What effect does feminist rhetoric have on other feminists? For far too long, scholars have been preoccupied with the limits of feminist claims-making, outlining the various ways and reasons for which women, especially women of color, are not listened to by those in positions of power. By defining successful speech and political practices in accordance with the dominant group’s standards, the types of speech acts and political practices understood as “successful” in getting feminists heard are severely limited, effacing practices that mobilize and activate other feminists and their allied communities.
My dissertation provides a necessary intervention to this problem by exploring the unique political strategies feminists use to get heard by other feminists and allies. Utterances and the doing of politics, I contend, must be seen as also existing outside of normatively recognized structures as something connective, communicative, and amplificatory. Imagining the practice of getting heard as also occurring outside of the dominant group gives weight and legitimacy to the claims made by feminists and opens up space for new forms of utterance. In our present political moment, with movements such as #MeToo, #BlackLivesMatter, and #NoBanNoWall striving to get heard, understanding how political claims communicate messages to those outside the dominant group is more important than ever, enabling us to better understand how social movements that challenge the status quo create and mobilize allies. By shifting our attention away from the dominant group as the sole audience, this group’s position as arbiter of legitimate democratic speech and practice can be challenged and the practices that threaten its power can be recuperated as productive political practices.

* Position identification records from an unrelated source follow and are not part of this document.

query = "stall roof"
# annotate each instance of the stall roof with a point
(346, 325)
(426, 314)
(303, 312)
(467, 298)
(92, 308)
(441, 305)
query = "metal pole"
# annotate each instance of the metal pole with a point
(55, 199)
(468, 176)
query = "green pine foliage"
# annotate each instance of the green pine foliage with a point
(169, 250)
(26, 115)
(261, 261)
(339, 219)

I apply a series of guiding questions to each case. First, I ask, what do we learn by thinking about how dismissed political practices reverberate outside of dominant discourses of recognition and legitimacy? In particular, what happens to our perception of the relative success of feminist claims-making if the dominant group is de-centered and we shift our focus to the effects of political claims on marginalized communities? Second, what does the dynamic between the dominant group and feminist claims uncover about the operation of power? Further, how does the feminist subject-position interact with systems of power to both challenge and reinforce existing discourses of oppression at the intersection of race, gender, and class?

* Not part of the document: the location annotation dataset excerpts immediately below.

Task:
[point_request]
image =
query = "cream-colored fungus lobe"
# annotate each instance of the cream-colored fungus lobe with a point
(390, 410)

I adopt an interdisciplinary approach that incorporates work across the social sciences and humanities to challenge understandings of feminist claims as largely unsuccessful in the face of dominant critique, attack, and refusal. I do this across five discursive spheres that correspond to the dissertation’s five chapters: (1) anger and reason, (2) motherhood and race, (3) grievance and victimhood, (4) epistemic (in)justice, and (5) hearing and praxis. Each of these five chapters offers a critical analysis of feminist speech practices grounded in our present political moment. In these chapters, I engage with perspectives on feminist political practice, specifically in how it challenges notions of affective legitimacy, engages with racist conceptions of motherhood and citizenship, challenges historical appropriation of trauma, confronts gendered and racist relations within feminism, and imagines new practices of hearing feminist voices. Taken together, these chapters provide a rigorous account of how feminist speech practices operate divergently across audiences, identities, and technologies. These chapters both highlight the existing challenges to getting heard as well as the political potential latent in feminist efforts deemed unsuccessful. The grounding theory provided in this project, however, is not limited to feminist speech and political practice. Its identification of the divergent ways in which feminist voices are silenced shares similarities with the ways in which other marginalized communities interact with dominant systems of power and urges us to question what can be learned by expanding our understanding of who is listening.